Generative model classic algorithm - VAE&GAN (including Python source code routines)

insert image description here

generate model

1 Overview

Deep learning is an artificial intelligence technology, and its biggest feature is the ability to analyze and process complex data. In deep learning, generative models and discriminative models are two important concepts that can help us better understand how deep learning works and achieve different tasks.

The difference between the generative model and the discriminative model is that the generative model predicts and generates new data by learning the joint distribution of the input data, while the discriminative model classifies and recognizes by learning the relationship between the input data and the output label.

Specifically, generative models are mainly used to generate new data samples, such as images, speech, text, etc. The basic idea is to generate new data by learning a joint distribution of input data and then sampling from this distribution. The most commonly used generative models include autoencoders, variational autoencoders, and generative adversarial networks.

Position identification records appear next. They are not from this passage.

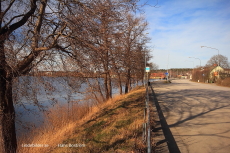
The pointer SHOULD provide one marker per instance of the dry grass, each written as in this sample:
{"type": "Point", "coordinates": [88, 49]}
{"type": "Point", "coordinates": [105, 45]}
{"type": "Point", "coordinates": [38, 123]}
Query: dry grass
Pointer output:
{"type": "Point", "coordinates": [113, 126]}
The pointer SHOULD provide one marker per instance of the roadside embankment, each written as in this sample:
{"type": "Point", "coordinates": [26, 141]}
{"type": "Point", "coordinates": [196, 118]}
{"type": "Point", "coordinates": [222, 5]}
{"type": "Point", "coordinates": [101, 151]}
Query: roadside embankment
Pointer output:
{"type": "Point", "coordinates": [113, 126]}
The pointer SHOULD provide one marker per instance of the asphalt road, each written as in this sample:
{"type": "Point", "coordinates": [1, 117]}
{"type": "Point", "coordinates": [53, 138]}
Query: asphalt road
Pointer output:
{"type": "Point", "coordinates": [197, 114]}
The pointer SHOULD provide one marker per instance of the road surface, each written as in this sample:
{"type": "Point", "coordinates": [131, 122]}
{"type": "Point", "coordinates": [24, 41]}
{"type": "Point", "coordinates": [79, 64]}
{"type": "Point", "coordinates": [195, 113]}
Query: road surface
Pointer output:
{"type": "Point", "coordinates": [197, 114]}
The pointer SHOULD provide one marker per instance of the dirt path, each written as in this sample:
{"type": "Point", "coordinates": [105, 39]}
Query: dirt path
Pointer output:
{"type": "Point", "coordinates": [198, 115]}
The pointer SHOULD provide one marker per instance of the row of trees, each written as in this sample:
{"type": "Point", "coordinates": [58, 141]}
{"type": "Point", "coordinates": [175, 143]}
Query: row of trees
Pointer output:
{"type": "Point", "coordinates": [96, 35]}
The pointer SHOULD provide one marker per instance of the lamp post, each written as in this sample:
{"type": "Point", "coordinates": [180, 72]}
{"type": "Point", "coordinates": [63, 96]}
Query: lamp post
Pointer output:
{"type": "Point", "coordinates": [193, 67]}
{"type": "Point", "coordinates": [196, 58]}
{"type": "Point", "coordinates": [215, 49]}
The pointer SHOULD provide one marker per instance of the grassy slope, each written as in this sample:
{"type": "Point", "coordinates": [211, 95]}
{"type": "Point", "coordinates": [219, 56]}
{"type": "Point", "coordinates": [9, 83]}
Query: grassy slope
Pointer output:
{"type": "Point", "coordinates": [116, 127]}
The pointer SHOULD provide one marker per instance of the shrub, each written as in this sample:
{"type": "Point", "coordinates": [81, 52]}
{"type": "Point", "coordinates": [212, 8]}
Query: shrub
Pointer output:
{"type": "Point", "coordinates": [224, 82]}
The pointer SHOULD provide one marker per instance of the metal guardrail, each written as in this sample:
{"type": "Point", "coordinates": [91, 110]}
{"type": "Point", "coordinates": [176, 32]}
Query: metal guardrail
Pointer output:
{"type": "Point", "coordinates": [146, 124]}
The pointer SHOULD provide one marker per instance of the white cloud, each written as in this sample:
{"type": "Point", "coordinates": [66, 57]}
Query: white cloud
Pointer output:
{"type": "Point", "coordinates": [179, 28]}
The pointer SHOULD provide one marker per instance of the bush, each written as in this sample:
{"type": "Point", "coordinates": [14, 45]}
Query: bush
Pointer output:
{"type": "Point", "coordinates": [224, 82]}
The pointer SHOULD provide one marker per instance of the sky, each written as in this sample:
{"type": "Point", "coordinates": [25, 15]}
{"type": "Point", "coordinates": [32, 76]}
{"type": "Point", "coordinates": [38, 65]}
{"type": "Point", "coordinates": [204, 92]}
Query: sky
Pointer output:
{"type": "Point", "coordinates": [178, 29]}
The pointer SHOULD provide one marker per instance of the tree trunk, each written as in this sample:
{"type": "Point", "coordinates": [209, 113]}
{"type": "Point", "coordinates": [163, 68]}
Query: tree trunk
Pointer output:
{"type": "Point", "coordinates": [119, 83]}
{"type": "Point", "coordinates": [8, 142]}
{"type": "Point", "coordinates": [109, 85]}
{"type": "Point", "coordinates": [127, 83]}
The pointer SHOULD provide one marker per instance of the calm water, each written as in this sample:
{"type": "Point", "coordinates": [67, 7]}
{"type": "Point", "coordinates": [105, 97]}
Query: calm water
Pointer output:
{"type": "Point", "coordinates": [35, 95]}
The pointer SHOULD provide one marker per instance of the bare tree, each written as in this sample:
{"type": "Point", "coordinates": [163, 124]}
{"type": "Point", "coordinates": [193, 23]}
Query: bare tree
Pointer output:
{"type": "Point", "coordinates": [28, 34]}
{"type": "Point", "coordinates": [218, 60]}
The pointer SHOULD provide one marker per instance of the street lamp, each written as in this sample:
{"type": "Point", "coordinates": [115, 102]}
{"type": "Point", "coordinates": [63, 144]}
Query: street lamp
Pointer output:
{"type": "Point", "coordinates": [215, 49]}
{"type": "Point", "coordinates": [193, 67]}
{"type": "Point", "coordinates": [196, 58]}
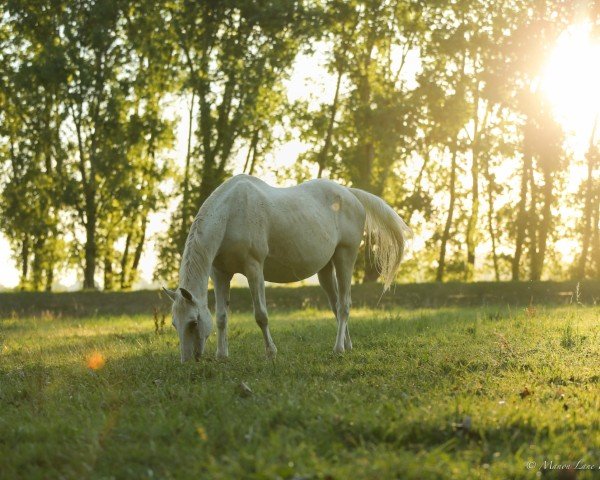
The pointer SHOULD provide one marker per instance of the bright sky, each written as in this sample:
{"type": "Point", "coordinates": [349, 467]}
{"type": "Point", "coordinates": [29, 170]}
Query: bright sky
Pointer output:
{"type": "Point", "coordinates": [570, 80]}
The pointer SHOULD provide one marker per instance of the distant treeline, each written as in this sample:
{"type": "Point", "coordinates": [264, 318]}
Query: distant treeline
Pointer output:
{"type": "Point", "coordinates": [432, 107]}
{"type": "Point", "coordinates": [507, 295]}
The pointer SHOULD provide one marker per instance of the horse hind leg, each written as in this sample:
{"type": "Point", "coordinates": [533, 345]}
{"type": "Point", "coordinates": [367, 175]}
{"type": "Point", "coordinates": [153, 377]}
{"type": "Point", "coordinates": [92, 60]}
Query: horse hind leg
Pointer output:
{"type": "Point", "coordinates": [256, 282]}
{"type": "Point", "coordinates": [328, 282]}
{"type": "Point", "coordinates": [343, 261]}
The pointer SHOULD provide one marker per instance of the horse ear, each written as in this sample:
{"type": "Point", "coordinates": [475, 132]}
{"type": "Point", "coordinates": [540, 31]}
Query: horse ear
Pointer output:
{"type": "Point", "coordinates": [172, 294]}
{"type": "Point", "coordinates": [187, 295]}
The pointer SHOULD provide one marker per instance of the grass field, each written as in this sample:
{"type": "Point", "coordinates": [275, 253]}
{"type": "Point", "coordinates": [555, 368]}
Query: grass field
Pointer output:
{"type": "Point", "coordinates": [426, 393]}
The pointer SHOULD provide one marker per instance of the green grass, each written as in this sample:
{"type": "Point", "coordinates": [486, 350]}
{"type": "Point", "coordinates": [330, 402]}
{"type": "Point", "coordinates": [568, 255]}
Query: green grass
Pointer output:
{"type": "Point", "coordinates": [444, 393]}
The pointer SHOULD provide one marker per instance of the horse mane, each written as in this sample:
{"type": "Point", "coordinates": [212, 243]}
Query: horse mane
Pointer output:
{"type": "Point", "coordinates": [194, 262]}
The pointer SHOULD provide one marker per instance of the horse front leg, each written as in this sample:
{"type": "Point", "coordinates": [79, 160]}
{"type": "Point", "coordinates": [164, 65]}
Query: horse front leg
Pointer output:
{"type": "Point", "coordinates": [256, 282]}
{"type": "Point", "coordinates": [343, 260]}
{"type": "Point", "coordinates": [222, 283]}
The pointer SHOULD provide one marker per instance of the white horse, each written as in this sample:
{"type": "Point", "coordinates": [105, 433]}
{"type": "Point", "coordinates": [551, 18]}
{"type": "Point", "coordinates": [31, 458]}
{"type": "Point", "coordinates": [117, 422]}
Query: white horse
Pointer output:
{"type": "Point", "coordinates": [279, 235]}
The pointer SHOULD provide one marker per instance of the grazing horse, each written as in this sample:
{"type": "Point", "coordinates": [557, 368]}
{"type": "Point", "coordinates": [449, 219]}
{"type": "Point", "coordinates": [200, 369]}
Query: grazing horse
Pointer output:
{"type": "Point", "coordinates": [279, 235]}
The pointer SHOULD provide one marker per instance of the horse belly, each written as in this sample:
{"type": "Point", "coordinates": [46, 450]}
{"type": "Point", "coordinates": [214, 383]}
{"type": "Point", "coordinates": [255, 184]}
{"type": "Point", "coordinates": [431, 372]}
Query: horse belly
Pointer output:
{"type": "Point", "coordinates": [287, 271]}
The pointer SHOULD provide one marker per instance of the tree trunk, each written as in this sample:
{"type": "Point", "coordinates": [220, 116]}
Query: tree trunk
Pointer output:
{"type": "Point", "coordinates": [24, 262]}
{"type": "Point", "coordinates": [49, 277]}
{"type": "Point", "coordinates": [138, 250]}
{"type": "Point", "coordinates": [37, 269]}
{"type": "Point", "coordinates": [532, 226]}
{"type": "Point", "coordinates": [596, 237]}
{"type": "Point", "coordinates": [490, 218]}
{"type": "Point", "coordinates": [544, 226]}
{"type": "Point", "coordinates": [254, 147]}
{"type": "Point", "coordinates": [521, 217]}
{"type": "Point", "coordinates": [588, 208]}
{"type": "Point", "coordinates": [324, 153]}
{"type": "Point", "coordinates": [472, 223]}
{"type": "Point", "coordinates": [90, 252]}
{"type": "Point", "coordinates": [439, 277]}
{"type": "Point", "coordinates": [125, 263]}
{"type": "Point", "coordinates": [108, 267]}
{"type": "Point", "coordinates": [185, 207]}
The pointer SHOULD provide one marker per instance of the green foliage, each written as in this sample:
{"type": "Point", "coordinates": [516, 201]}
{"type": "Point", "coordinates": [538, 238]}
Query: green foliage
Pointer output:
{"type": "Point", "coordinates": [449, 393]}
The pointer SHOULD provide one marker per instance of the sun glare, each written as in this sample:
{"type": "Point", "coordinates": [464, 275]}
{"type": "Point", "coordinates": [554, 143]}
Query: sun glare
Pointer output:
{"type": "Point", "coordinates": [571, 82]}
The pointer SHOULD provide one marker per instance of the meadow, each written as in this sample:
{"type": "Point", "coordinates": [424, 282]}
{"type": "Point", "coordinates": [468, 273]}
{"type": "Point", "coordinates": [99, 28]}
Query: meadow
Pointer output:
{"type": "Point", "coordinates": [494, 391]}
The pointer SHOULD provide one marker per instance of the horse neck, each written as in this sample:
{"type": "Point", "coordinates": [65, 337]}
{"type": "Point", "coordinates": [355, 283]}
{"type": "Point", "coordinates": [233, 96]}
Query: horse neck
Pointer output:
{"type": "Point", "coordinates": [196, 264]}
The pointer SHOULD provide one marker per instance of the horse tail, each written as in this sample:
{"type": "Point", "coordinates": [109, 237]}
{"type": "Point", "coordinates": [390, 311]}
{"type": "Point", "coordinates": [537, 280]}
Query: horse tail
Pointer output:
{"type": "Point", "coordinates": [387, 232]}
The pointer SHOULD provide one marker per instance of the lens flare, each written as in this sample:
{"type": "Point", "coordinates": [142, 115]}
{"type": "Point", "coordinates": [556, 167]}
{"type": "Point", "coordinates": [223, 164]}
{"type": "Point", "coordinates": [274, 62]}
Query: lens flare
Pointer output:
{"type": "Point", "coordinates": [96, 361]}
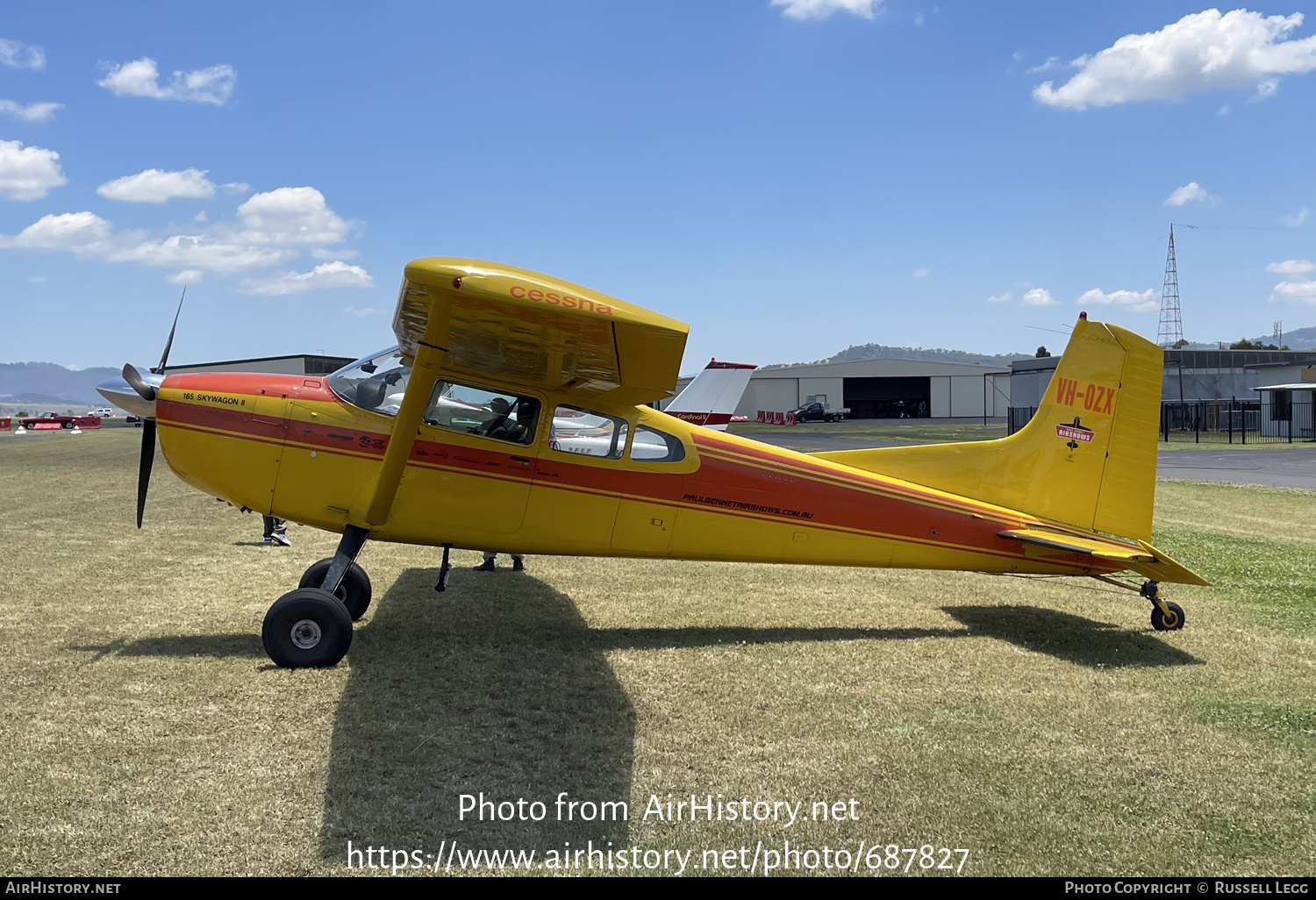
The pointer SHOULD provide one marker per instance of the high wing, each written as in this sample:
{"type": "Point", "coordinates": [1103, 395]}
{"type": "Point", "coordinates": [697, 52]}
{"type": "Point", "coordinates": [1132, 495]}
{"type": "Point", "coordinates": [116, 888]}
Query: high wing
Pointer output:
{"type": "Point", "coordinates": [512, 329]}
{"type": "Point", "coordinates": [515, 329]}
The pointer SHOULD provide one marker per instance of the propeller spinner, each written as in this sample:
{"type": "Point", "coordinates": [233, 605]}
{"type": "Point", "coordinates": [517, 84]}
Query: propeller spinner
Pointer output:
{"type": "Point", "coordinates": [136, 394]}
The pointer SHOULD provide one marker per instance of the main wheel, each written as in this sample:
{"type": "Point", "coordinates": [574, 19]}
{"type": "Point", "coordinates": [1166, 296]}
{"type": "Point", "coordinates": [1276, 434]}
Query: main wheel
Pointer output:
{"type": "Point", "coordinates": [307, 629]}
{"type": "Point", "coordinates": [354, 589]}
{"type": "Point", "coordinates": [1163, 623]}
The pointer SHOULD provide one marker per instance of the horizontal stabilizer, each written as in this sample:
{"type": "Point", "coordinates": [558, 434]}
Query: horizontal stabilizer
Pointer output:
{"type": "Point", "coordinates": [1142, 558]}
{"type": "Point", "coordinates": [712, 396]}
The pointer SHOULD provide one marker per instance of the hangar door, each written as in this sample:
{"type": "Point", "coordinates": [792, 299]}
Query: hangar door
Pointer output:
{"type": "Point", "coordinates": [887, 397]}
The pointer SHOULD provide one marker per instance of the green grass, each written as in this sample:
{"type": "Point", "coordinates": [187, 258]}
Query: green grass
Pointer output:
{"type": "Point", "coordinates": [1040, 724]}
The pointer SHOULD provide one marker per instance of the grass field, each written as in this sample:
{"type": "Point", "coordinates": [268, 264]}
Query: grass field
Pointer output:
{"type": "Point", "coordinates": [1040, 724]}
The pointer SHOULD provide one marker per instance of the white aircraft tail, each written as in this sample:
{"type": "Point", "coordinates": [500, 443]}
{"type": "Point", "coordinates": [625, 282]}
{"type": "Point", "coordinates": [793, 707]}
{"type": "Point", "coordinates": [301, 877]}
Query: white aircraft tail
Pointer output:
{"type": "Point", "coordinates": [711, 399]}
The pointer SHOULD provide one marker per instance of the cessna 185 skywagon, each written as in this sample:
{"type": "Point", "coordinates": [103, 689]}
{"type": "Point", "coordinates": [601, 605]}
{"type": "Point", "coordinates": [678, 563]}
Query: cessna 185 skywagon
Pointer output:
{"type": "Point", "coordinates": [511, 418]}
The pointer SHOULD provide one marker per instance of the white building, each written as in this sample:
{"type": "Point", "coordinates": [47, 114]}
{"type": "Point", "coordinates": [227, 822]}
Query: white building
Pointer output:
{"type": "Point", "coordinates": [882, 389]}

insert image description here

Autoencoders are a simple but effective generative model whose basic idea is to compress input data into a low-dimensional space and then restore it back to the original space. Variational autoencoders are an upgraded version of autoencoders that can generate data with richer randomness and diversity. The generative confrontation network is composed of two parts, the generator and the discriminator, where the generator is used to generate new data samples, and the discriminator is used to judge whether the generated data is real or not.

insert image description here

In contrast, discriminative models are mainly used for classification and recognition tasks, such as image classification, speech recognition, natural language processing, etc. The basic idea is to perform classification and recognition by learning the relationship between input data and output labels. Common discriminative models include support vector machines, random forests, convolutional neural networks, etc.

The models involved in this column before this chapter are all discriminative models

Convolutional neural network is a very successful discriminative model, which has achieved great success in the field of image and natural language processing. Its basic structure is composed of multiple convolutional layers and pooling layers, which can extract the spatial and temporal characteristics of the data during the learning process, thereby realizing the classification and identification of the data.

2. Generate a typical structure of the model - VAE&GAN

2.1 FEET

2.1.1 Introduction

VAE is a generative model, the full name is Variational Autoencoder, and the Chinese name is Variational Autoencoder. It is an improved version of autoencoders, capable of generating data with richer randomness and diversity.

VAE is to predict and generate new data by learning the potential distribution of input data. Different from traditional autoencoders, VAE introduces the concept of latent variables, compresses input data into a low-dimensional latent space, and then samples from this latent space to generate new data. This process can be seen as a random sampling process from a given distribution, so the generated samples are highly random and diverse.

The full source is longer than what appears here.